Anwaar Ahmad (born 11 June 1947, Multan) is an Urdu short story writer, scholar and academic from Pakistan. Presently, he is serving as the Director General at University of Gujrat's Sialkot campus. He has been associated with Bahauddin Zakariya University, Multan, and Government College University, Faisalabad as an academic, researcher, and departmental head (Urdu) for over 35 years. He has also served as a visiting professor at Ankara University in Ankara, Turkey and the Urdu department at Osaka University of Foreign Studies in Osaka, Japan.
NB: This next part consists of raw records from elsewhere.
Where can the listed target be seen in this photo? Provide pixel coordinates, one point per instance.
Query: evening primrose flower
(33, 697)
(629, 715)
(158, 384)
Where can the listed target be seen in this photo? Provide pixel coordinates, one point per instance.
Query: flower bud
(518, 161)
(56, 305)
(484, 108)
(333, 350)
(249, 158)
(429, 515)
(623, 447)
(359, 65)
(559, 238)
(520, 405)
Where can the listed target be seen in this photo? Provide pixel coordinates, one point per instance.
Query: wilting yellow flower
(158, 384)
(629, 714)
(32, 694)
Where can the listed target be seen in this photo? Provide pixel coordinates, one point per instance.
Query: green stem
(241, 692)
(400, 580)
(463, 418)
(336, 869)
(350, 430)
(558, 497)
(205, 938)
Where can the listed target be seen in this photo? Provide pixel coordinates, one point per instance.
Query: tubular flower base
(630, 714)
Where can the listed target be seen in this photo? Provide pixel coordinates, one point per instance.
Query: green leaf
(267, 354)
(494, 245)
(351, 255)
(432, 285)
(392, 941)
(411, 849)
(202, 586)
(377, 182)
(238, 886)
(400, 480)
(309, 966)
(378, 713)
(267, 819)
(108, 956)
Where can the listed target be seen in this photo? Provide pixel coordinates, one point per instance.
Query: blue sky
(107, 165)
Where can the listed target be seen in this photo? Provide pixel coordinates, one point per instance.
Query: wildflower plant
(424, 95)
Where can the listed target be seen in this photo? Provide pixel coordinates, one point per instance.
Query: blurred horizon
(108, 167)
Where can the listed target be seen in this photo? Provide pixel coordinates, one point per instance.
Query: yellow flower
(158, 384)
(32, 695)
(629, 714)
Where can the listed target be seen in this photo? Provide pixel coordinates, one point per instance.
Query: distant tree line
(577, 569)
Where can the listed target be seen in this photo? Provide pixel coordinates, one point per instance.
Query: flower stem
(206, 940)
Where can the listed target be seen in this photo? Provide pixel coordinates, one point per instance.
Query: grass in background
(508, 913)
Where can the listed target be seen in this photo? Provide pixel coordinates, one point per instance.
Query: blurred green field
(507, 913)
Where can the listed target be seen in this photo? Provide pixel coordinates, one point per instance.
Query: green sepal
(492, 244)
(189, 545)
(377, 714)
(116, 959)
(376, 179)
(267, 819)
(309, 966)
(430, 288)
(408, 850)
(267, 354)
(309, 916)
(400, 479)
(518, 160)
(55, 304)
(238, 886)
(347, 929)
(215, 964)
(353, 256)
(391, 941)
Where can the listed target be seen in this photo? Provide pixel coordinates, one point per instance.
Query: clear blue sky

He worked as the chairman of the National Language Authority from 17 June 2011 to 12 December 2012. He received the Best Teacher Award from the Higher Education Commission in 2000, and Presidential Pride of Performance in 2009, one of the highest literary awards from the Government of Pakistan.

He has authored and edited nineteen books. He has also published eight research papers in national and international journals of research. His book Urdu Afsana: Aik Sadi Ka Qissa has been acclaimed by Urdu scholars and researchers throughout Pakistan.

He is the 2010 recipient of the Saadi Literary Award.

==Education==
Anwaar Ahmad obtained his early education from the Muslim Boys High School in Multan, Pakistan. He earned his Masters (Urdu) degree from Punjab University, Lahore, Pakistan in 1969. He then went on to obtain his PhD from Bahauddin Zakariya University in 1985. His dissertation was titled Urdu Short Story in its Socio-Political Perspective.

==Career==
After obtaining his master's degree in Urdu, Anwaar Ahmad served the Education Department of the Government of Punjab and Government of Balochistan for six years. In 1975, he joined Bahauddin Zakariya University, Multan as a lecturer in the Department of Urdu. He served the same institution as chairman of the Department of Urdu, chairman of the Department of Seraiki and dean of the Faculty of Languages and Islamic Studies until his retirement in 2007.

He was sent as a delegate by the Government of Pakistan to Ankara University, Turkey for a period of four years (1995–1999). He was associated with the department of Urdu and Pakistan studies.

After his retirement in 2007, he was appointed the chairman of the department of Urdu and dean of the Faculty of Oriental Studies at Government College University, Faisalabad. In 2009, he proceeded to Osaka University in Osaka, Japan as a visiting associate professor.

On 17 June 2011, he was appointed as the chairman of the National Language Authority by the prime minister of Pakistan on the recommendation of the chairman search committee (Cabinet Division, Pakistan). He retired from the post on 12 December 2012.Has been writing Urdu columns titled 'Wada Khilafi' in the Urdu daily Dunya News. He also writes for the Pakistani socio-political website Top Story Online.

He served as the Director General at University of Gujrat's Sialkot sub-campus for a period of two years (2013–2015). Presently, he is associated with Bahauddin Zakariya University as a visiting professor at Department of Urdu.